I’m sure that’d do the trick. I’m just surprised we don’t have an option for Mac Roman right in the menu. Do you think there’s a reason for that? It’s just another encoding method, right? Is it fundamentally different from any of the iso-8859-x?

guy038

Hi, Valerio,

Do you think there’s a reason for that?

May be, it’s just because Notepad++ is rather “Windows oriented” !

Is it fundamentally different from any of the iso-8859-x?

Not at all. It’s just an other encoding, as all the others !

You may, also, ask for adding the MAC Roman encoding, in N++, at the address, below :

https://github.com/notepad-plus-plus/notepad-plus-plus/pulls

However, as you can see, you have to be ( very ) patient :-(( There are plenty of requests, in that place !!

Cheers,

guy038

Ali Abdelzaher

Thanks for sharing such amazing info
مجلة رقيقة

Hamza Hamza

Thanks for sharing
فوائد الليمون

chcg

At least there is an codepage on windows Code Page 10000 Macintosh Roman:
https://msdn.microsoft.com/en-us/library/cc195076.aspx
so adding support should be not to complicated.

Ryan Webber

I’m trying to find a way to convert to macRoman. (needed for embedding subtitles into quicktime videos)
I am trying to use the python scripting option.
using:

import codecs
with codecs.open(r’d:\utf8.txt’, ‘r’, encoding=‘utf-8’) as fin:
file_content = fin.read()
with codecs.open(r’d:\macroman.txt’, ‘w’, encoding=‘macroman’) as fout:
fout.write(file_content)

I end up with macroman.txt encoded as ANSI, and empty.

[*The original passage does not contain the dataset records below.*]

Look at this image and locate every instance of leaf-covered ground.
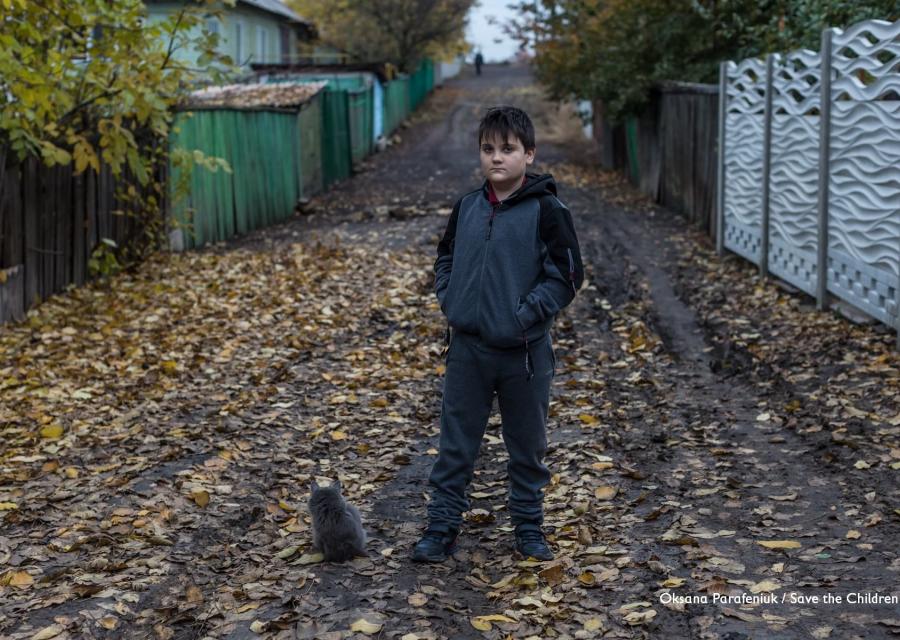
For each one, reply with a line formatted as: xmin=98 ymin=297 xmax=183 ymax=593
xmin=0 ymin=67 xmax=900 ymax=640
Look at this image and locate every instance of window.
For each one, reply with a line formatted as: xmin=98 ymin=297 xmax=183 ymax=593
xmin=256 ymin=27 xmax=269 ymax=62
xmin=234 ymin=22 xmax=244 ymax=64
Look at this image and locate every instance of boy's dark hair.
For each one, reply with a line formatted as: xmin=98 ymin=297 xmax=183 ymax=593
xmin=478 ymin=106 xmax=534 ymax=151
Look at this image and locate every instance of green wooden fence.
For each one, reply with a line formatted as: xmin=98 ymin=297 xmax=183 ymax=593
xmin=170 ymin=60 xmax=442 ymax=248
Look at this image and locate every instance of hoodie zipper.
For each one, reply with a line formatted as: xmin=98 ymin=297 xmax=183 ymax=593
xmin=475 ymin=203 xmax=500 ymax=322
xmin=566 ymin=247 xmax=578 ymax=295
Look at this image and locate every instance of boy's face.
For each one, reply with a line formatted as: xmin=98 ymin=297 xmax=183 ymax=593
xmin=481 ymin=134 xmax=535 ymax=191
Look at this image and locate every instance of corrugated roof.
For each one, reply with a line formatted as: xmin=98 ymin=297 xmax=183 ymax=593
xmin=184 ymin=82 xmax=328 ymax=109
xmin=241 ymin=0 xmax=310 ymax=24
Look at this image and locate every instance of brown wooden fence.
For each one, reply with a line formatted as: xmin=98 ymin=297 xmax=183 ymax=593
xmin=0 ymin=148 xmax=158 ymax=323
xmin=594 ymin=83 xmax=719 ymax=237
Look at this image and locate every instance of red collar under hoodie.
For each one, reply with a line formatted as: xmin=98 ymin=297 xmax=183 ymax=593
xmin=488 ymin=176 xmax=528 ymax=205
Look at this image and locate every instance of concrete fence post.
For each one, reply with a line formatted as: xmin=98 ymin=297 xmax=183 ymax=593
xmin=816 ymin=29 xmax=833 ymax=310
xmin=759 ymin=53 xmax=775 ymax=278
xmin=716 ymin=62 xmax=728 ymax=256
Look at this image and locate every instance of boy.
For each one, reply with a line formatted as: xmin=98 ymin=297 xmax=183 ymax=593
xmin=412 ymin=107 xmax=584 ymax=562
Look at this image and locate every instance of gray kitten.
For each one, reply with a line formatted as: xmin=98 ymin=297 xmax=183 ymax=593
xmin=309 ymin=480 xmax=367 ymax=562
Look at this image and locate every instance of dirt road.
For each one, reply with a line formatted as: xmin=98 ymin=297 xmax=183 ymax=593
xmin=0 ymin=66 xmax=900 ymax=640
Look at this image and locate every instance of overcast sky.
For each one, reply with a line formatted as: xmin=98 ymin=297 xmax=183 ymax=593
xmin=466 ymin=0 xmax=518 ymax=62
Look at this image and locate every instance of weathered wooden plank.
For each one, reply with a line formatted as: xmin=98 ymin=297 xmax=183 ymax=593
xmin=0 ymin=264 xmax=25 ymax=323
xmin=22 ymin=158 xmax=41 ymax=308
xmin=71 ymin=172 xmax=88 ymax=286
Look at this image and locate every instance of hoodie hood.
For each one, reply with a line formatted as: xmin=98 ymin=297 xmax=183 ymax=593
xmin=481 ymin=173 xmax=556 ymax=206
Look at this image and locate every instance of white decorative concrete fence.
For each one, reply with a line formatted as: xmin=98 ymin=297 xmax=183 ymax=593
xmin=717 ymin=20 xmax=900 ymax=340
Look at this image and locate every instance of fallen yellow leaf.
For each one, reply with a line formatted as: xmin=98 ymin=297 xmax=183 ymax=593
xmin=28 ymin=624 xmax=64 ymax=640
xmin=756 ymin=540 xmax=800 ymax=549
xmin=41 ymin=422 xmax=63 ymax=440
xmin=350 ymin=618 xmax=383 ymax=636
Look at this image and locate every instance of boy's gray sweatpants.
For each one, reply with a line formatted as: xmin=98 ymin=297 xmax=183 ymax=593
xmin=428 ymin=331 xmax=556 ymax=530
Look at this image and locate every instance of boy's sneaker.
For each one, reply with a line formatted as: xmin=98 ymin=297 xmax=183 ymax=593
xmin=412 ymin=527 xmax=457 ymax=562
xmin=516 ymin=522 xmax=553 ymax=560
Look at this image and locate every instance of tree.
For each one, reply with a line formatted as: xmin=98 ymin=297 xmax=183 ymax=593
xmin=290 ymin=0 xmax=475 ymax=71
xmin=507 ymin=0 xmax=900 ymax=120
xmin=0 ymin=0 xmax=233 ymax=184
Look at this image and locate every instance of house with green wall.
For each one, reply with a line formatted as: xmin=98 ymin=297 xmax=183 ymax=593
xmin=144 ymin=0 xmax=315 ymax=68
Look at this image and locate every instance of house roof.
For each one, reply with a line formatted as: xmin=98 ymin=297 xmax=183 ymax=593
xmin=241 ymin=0 xmax=312 ymax=24
xmin=182 ymin=82 xmax=328 ymax=109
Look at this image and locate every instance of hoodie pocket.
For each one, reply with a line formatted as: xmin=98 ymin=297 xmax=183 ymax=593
xmin=478 ymin=295 xmax=523 ymax=347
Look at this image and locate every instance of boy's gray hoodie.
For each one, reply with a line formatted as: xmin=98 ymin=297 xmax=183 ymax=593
xmin=434 ymin=173 xmax=584 ymax=358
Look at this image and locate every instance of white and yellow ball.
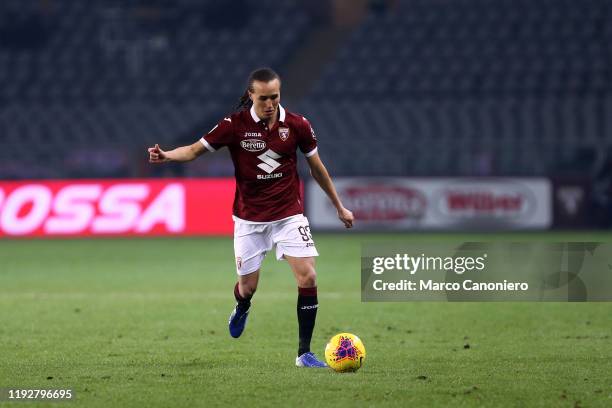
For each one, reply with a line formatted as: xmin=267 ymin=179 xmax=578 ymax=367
xmin=325 ymin=333 xmax=365 ymax=373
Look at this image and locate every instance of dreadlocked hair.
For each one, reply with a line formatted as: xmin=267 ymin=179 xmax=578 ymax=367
xmin=236 ymin=68 xmax=280 ymax=111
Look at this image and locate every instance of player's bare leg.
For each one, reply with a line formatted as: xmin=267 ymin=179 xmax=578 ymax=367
xmin=229 ymin=269 xmax=259 ymax=338
xmin=285 ymin=255 xmax=326 ymax=367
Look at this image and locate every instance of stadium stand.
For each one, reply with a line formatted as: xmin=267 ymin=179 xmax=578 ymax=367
xmin=301 ymin=0 xmax=612 ymax=175
xmin=0 ymin=0 xmax=612 ymax=178
xmin=0 ymin=0 xmax=308 ymax=178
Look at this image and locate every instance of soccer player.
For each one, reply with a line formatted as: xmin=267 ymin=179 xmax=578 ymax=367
xmin=148 ymin=68 xmax=353 ymax=367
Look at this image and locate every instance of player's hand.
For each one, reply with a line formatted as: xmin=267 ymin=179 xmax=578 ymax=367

Any help here would be much appreciated.

Claudia Frank

@Ryan-Webber

what about printing file_content to the python script console using

console.write(file_content)

Cheers
Claudia

Aziz Abdel

Thanks for sharing such amazing info
sihtk.com
كل ما يهمك سيدتي

J. Jones

I did find an Encoding option for it, but it’s buried where you wouldn’t expect!

Encoding > Character Sets > Cyrillic > Macintosh

Presto, all the Õ symbols become ’ symbols the way they were typed on the Mac!